Mais quoi qu’il advienne, M. Diaw indique qu’il y aura des coalitions avec la pléthore de partis lilliputiens. Il rappelle les présidentielles de 2000, de 2012 et de 2019 pour dire que les coalitions sont devenues la règle et qu’aucun parti ne peut gagner à lui seul une élection. Un point de vue que partage Jean-Charles Biagui selon qui les partis politiques d’opposition ont habitué les Sénégalais à des coalitions depuis l’an 2000. L’universitaire rappelle que des coalitions ont permis au Sénégal de connaitre deux alternances. « C’est une réalité qu’aucun leader politique ne peut ignorer », soutient-il, précisant que cette volonté de s’unir est liée à une réalité politique.

Rappelant les raisons avancées par le Pds, Bokk Gis Gis et Aj, Moussa Diaw soutient que ce n’est pas une question d’ambition politique ou de partis anciennement implantés, mais plutôt d’opportunité politique. « De toutes les façons, estime-t-il, cet échec ne va pas décourager les initiateurs à élargir la coalition et associer d’autres forces politiques ».

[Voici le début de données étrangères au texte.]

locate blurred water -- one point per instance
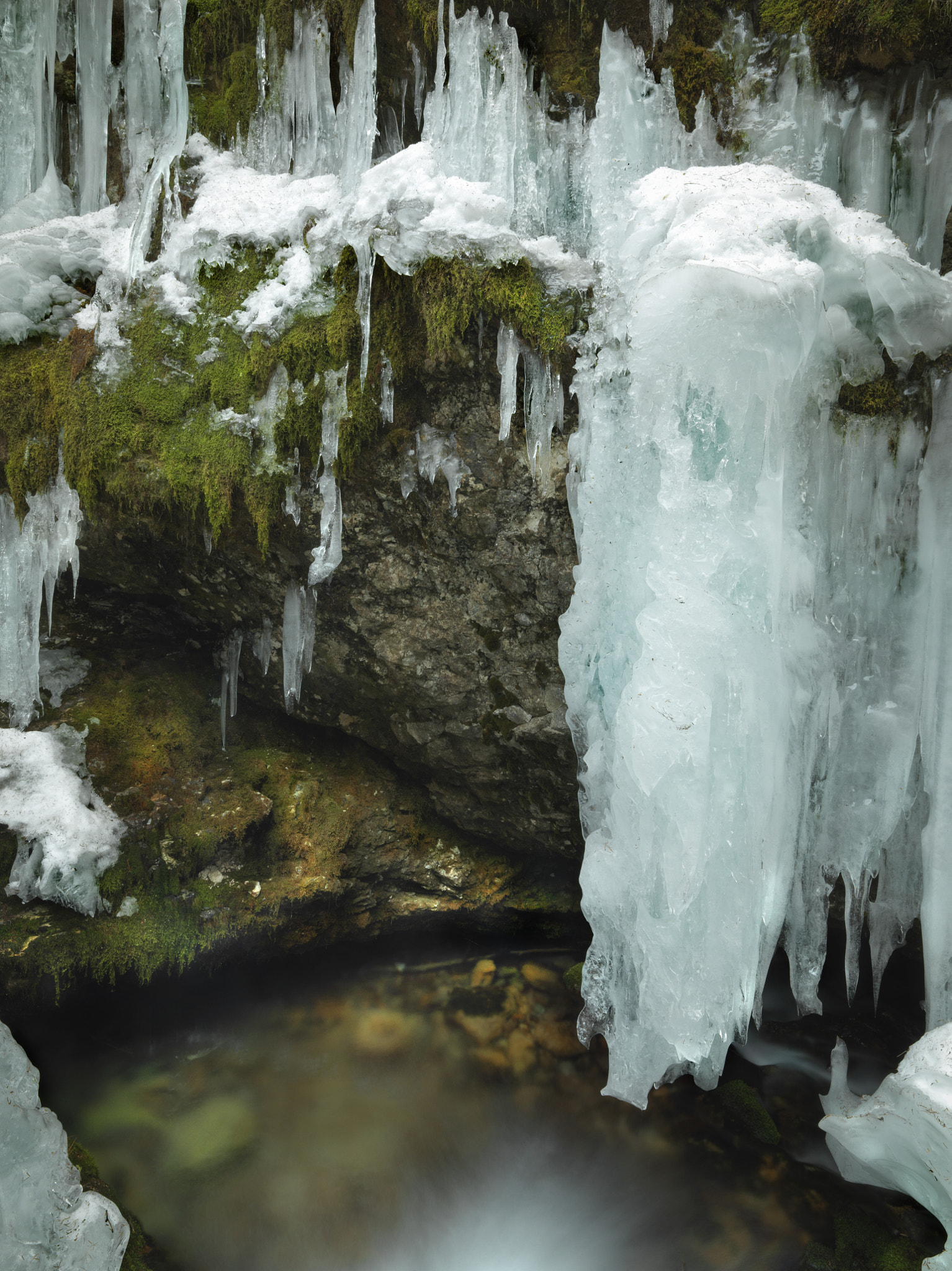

Jean-Charles Biagui n’écarte pas l’hypothèse de voir plusieurs coalitions au sein de l’opposition. Il indique que les partis et mouvements politiques qui se dégagent autour de la nouvelle coalition, à savoir Pastef, Pur et « Taxawu Sénégal », ont participé aux dernières élections et mesurent les enjeux. « Ces partis ont compris qu’ils pouvaient beaucoup gagner en s’unissant », affirme l’enseignant-chercheur. Il se demande pourquoi ces partis n’ont pas, au début, invité les autres formations politiques et mouvements en donnant une réponse. À son avis, « ce sont probablement les trois les plus significatifs de l’opposition si on y ajouter le Pds ».  Dans tous les cas, estime M. Biagui, l’enjeu des coalitions est important.